On one occasion Money attempted to raise an identical twin boy as a girl after the infant lost his penis in a botched circumcision. Money claimed success throughout the 1970s and refused to publish his experiment’s failure when he became aware of it. Consequently the belief that all humans learn to identify themselves as male or female according to the way they are raised became entrenched. Its reason? Doctors believe in the myth of pediatric gender assignments and psychologists think transsexuals have disordered identities.

It is also why transgenderism and psycho-feminist gender theory are not science – they are pseudo-scientific narratives. The most recent product of an ancient cultural bio-variant phobia, only lately cobbled together from John Money’s theories. To this day its primary function is the erasure of biological variation in sex formation.

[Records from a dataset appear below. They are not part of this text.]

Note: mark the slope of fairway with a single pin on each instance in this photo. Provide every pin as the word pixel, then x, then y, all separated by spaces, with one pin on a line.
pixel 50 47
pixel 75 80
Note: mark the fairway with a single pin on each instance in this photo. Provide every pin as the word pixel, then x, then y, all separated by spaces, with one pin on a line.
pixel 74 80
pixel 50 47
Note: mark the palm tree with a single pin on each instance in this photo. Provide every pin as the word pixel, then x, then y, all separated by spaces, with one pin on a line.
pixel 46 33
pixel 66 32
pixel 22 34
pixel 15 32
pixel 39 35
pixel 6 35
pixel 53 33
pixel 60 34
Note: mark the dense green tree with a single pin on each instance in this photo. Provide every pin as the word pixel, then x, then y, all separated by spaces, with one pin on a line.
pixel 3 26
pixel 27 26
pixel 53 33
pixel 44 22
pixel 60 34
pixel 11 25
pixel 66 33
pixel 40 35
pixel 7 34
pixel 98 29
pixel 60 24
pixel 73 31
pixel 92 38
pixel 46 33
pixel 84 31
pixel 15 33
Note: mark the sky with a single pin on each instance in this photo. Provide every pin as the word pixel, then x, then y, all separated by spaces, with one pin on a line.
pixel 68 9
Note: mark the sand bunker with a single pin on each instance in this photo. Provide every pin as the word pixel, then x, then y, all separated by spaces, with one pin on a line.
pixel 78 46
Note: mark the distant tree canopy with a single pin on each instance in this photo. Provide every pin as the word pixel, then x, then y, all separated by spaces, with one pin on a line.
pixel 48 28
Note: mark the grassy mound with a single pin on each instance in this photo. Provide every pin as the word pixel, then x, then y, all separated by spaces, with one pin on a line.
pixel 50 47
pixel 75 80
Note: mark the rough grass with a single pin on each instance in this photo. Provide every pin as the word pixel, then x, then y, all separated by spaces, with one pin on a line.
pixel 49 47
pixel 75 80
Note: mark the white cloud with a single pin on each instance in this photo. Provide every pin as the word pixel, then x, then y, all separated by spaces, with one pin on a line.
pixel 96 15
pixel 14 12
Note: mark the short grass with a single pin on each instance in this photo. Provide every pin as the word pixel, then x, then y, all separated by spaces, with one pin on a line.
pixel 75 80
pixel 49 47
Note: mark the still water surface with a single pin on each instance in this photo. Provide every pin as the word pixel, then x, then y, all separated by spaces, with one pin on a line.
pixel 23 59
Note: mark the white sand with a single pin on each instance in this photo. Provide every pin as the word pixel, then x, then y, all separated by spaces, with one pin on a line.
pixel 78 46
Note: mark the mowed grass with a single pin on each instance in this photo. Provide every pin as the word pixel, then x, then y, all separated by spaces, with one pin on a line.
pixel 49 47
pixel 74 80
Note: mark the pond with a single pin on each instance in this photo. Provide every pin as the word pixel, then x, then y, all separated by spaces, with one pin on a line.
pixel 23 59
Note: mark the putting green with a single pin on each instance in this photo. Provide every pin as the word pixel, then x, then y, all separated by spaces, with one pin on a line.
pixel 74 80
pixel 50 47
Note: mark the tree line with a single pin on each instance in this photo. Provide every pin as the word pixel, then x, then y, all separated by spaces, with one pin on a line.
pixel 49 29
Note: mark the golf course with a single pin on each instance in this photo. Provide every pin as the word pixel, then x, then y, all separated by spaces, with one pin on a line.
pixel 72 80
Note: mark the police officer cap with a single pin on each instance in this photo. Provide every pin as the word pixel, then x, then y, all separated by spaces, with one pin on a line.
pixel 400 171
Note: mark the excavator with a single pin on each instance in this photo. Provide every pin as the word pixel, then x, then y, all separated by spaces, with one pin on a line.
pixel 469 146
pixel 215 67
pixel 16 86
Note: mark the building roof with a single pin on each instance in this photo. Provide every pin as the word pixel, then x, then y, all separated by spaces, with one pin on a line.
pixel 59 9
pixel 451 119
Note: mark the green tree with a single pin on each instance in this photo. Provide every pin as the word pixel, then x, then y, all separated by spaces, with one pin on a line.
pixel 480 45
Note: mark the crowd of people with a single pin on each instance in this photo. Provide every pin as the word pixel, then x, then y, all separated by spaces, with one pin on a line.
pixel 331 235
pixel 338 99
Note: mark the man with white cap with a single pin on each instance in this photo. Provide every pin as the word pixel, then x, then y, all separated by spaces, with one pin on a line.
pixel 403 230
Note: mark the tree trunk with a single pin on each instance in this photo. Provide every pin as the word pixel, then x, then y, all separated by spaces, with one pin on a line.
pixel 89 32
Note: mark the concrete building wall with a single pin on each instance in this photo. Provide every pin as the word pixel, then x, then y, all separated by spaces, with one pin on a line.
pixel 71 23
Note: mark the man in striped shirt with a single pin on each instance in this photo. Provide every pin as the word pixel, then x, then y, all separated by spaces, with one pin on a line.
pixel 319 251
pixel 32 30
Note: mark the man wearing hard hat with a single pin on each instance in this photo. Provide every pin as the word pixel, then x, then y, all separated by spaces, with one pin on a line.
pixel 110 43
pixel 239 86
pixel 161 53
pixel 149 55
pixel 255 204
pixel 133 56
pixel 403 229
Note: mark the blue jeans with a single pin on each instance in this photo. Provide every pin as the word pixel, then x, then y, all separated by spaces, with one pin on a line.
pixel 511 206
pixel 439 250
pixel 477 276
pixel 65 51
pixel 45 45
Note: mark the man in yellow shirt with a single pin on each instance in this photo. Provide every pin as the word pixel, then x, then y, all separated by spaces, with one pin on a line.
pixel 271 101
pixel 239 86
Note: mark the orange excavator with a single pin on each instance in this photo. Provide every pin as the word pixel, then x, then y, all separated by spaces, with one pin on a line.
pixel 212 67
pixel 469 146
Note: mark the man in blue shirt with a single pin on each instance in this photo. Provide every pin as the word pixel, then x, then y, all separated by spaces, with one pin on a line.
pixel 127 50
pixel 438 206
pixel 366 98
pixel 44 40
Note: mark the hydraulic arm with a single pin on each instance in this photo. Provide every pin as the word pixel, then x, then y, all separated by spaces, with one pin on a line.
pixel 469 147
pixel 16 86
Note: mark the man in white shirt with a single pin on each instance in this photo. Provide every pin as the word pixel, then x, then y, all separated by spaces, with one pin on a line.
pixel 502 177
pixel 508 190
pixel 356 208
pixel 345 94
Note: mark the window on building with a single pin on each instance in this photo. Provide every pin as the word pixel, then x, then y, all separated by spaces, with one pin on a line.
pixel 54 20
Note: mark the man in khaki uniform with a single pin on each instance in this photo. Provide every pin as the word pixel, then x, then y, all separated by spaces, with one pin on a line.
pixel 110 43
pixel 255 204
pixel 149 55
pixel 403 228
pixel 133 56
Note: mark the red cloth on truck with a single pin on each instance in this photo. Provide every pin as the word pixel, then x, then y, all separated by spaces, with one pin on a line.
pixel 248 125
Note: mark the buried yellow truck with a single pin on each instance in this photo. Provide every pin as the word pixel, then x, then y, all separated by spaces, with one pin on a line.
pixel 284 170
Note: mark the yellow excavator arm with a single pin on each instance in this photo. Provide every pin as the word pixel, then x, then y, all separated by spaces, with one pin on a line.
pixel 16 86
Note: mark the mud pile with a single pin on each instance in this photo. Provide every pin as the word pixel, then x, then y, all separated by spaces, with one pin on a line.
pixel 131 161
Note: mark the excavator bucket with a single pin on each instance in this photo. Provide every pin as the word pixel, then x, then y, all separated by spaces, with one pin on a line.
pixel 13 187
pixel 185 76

All attempts to mislead ‘R’ into thinking he was a girl had failed. ‘R’ had not deciphered the continuous multiplicity of signs that pointed in the direction of his being a girl, including his possession of a vagina, to conclude he was female. The attempt to give him a disordered ‘gender identity’ had failed miserably.

In the view of his anger therapist ‘R’ couldn’t win. He was a lesbian. He had a disordered identity because it wasn’t the one gender theory had predetermined for him. The exchange made him even more angry. He stormed out and made his enraged way home. At his front door he eyed up the glass window pane for a moment. He screamed his outrage… and he punched.

‘R’ had his hand and forearm swathed in plaster. Two days earlier he’d tried to punch out the reinforced glass window in his front door. That one angry punch had broken most of the bones in his right hand.

But a rational person should understand his anger.

Editorial Comments:

This story is real. ‘R’ is a real person, and he still lives in Australia.